STYLE: Of course, it's not all melodrama, and there are some seriously wonderful bits of production happening here. The pilot episode gets the best of these moments, but the rest of the series ain't slacking either. Tony chases down a man who owes him money to the happy tune "Love You Like I Do," much in the vain of a Scorcese film. Gangster humor, "Whaddya cryin' for? Huh? HMO! You're covered! You prick!" When Chris (Imperioli) meets Czech rival Emil at Satriale's after hours to discuss sanitation strategies and things don't go well, a different black and white portrait (Martin, Bogart, Cagney) is cut in between the sound of each bullet spent together with Bo Diddley's "I'm a Man." Nice.

There's also a really great accompaniment to two separate scenes, just a synth and a drum machine, probably, but it's very effective stylization. The first moment happens at Tony's first session with Melfi; he narrates his feelings of having "come in at the end" (of the mob's golden age) as we see him walk down his enormous driveway to fetch his morning paper. Later the same music plays as he relocates his arsenal of cash and guns from a ceiling panel to the closet of his mother's retirement home. It's a small thing, but one of the many things that makes this series stand out.

NODS: We've heard for years, "it's not TV, it's HBO," and in this case, it's true. The Sopranos was one of the first major television shows that actually felt cinematic, like the world's longest film we could enjoy one Sunday night at a time. Profanity, nudity, violence all basically uncensored, and no commercial breaks, but probably best of all are the little homages paid to its ancestors---not other television shows but cinema: The Godfather Trilogy.

"You broke my heart!"
Silvio (Van Zandt) is called upon to quote Godfather (part three) on demand; Chris inaccurately quotes the first Godfather as he attempts to hurl Emil's body into a dumpster ("Louis Brazzi sleeps with the fishes!") Father Phil is well studied on Coppola's cinematographer, Gordon Lewis. When Tony's daughter Meadow's soccer coach takes a job at another school, stating "They made me an offer I couldn't refuse," Paulie (Sirico) says, "You haven't heard ours yet." Probably most memorable of all is the segment of the season one finale, where in the true spirit of Michael Corleone Tony touches his mother's cheek as she rolls by in a gurney and tells her, "I know it was you." (!!!)

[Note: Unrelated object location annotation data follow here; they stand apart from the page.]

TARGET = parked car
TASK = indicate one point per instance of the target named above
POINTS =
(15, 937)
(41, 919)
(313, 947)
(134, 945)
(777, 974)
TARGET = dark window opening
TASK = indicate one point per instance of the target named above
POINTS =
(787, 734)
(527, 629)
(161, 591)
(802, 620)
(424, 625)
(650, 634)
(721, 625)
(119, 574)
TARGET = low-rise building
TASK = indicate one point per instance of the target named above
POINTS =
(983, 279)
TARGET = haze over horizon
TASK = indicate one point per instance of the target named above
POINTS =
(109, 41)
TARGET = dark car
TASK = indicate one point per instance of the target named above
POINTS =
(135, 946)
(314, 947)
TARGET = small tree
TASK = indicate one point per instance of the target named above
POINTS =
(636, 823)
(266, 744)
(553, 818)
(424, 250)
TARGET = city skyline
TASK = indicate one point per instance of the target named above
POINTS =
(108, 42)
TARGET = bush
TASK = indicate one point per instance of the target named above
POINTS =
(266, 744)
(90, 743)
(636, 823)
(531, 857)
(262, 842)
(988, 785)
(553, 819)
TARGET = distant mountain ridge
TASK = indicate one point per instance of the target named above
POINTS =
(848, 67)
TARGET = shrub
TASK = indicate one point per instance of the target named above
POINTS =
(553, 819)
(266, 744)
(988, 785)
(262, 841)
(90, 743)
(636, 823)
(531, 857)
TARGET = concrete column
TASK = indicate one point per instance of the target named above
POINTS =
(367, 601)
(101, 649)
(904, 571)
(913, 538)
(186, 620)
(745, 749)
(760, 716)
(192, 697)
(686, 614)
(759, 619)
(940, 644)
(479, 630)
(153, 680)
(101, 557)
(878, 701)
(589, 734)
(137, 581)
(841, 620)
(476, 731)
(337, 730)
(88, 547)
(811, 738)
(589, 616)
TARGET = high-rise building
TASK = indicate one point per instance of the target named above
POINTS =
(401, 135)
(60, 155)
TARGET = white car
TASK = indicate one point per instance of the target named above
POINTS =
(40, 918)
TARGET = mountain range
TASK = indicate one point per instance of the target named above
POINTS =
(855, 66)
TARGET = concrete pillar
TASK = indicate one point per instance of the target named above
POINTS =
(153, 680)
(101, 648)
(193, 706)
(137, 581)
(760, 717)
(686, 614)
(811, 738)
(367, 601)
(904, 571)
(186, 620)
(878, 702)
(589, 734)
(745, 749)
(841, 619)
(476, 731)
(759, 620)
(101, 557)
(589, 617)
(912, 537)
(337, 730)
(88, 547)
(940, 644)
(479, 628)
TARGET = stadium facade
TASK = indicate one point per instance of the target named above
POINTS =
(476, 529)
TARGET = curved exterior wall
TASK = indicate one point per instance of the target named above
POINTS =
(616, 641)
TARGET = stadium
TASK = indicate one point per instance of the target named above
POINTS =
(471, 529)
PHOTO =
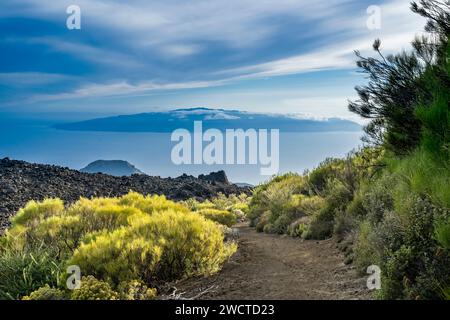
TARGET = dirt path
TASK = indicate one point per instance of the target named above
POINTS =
(280, 267)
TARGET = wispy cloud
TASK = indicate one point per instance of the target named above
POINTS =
(140, 47)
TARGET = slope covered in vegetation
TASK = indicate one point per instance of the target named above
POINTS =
(389, 203)
(125, 247)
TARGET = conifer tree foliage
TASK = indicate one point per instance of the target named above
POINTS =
(398, 85)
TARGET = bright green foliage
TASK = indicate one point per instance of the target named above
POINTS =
(46, 293)
(24, 271)
(93, 289)
(136, 290)
(127, 240)
(224, 217)
(221, 209)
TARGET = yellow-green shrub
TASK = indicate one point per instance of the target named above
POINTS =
(135, 290)
(149, 204)
(224, 217)
(117, 256)
(117, 240)
(165, 245)
(93, 289)
(46, 293)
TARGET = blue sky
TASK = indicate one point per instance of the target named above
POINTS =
(284, 56)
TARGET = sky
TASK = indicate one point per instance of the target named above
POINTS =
(283, 56)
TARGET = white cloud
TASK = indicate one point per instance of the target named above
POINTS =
(24, 79)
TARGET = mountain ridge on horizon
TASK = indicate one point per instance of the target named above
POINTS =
(167, 121)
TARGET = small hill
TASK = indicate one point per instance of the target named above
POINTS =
(118, 168)
(21, 182)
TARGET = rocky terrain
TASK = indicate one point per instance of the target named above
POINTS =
(118, 168)
(21, 182)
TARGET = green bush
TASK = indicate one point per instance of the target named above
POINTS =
(136, 290)
(93, 289)
(22, 272)
(224, 217)
(116, 240)
(164, 246)
(46, 293)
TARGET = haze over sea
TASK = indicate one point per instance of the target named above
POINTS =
(37, 141)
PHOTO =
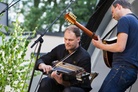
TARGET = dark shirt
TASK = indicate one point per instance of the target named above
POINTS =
(80, 58)
(128, 24)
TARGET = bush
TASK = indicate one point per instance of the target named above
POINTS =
(13, 65)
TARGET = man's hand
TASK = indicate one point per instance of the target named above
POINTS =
(45, 68)
(58, 77)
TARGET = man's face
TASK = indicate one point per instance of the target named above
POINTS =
(71, 41)
(116, 12)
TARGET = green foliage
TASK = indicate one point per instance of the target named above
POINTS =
(13, 65)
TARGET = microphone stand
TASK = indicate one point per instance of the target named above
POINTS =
(41, 40)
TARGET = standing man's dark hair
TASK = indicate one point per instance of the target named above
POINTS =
(123, 3)
(123, 73)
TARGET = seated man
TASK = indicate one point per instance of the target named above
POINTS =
(78, 56)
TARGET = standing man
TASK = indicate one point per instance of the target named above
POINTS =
(123, 73)
(80, 58)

There are production nods too, really skillful shots that together with the music, again, feel more like a film than a television show. The night shot of Silvio walking away from Vesuvio just before it ignites, the time and dedication given to Tony's constant scrutinizing Melfi's artwork, and the way power is portrayed, especially evident in Episode 12, "Isabella,"--- Paulie and Silvio's walk down the hospital corridor, the crew gathered around Tony's bar as they plot against Tony's Uncle Junior (Chianese), and the deadpan limo ride with Anthony Jr. and his date ("Can we have some of that whiskey?") There are goose-bump moments like these in almost every episode.

Bravo, Mr. Chase. Bravo. And that second clip made me frickin' bawl my eyes out over here.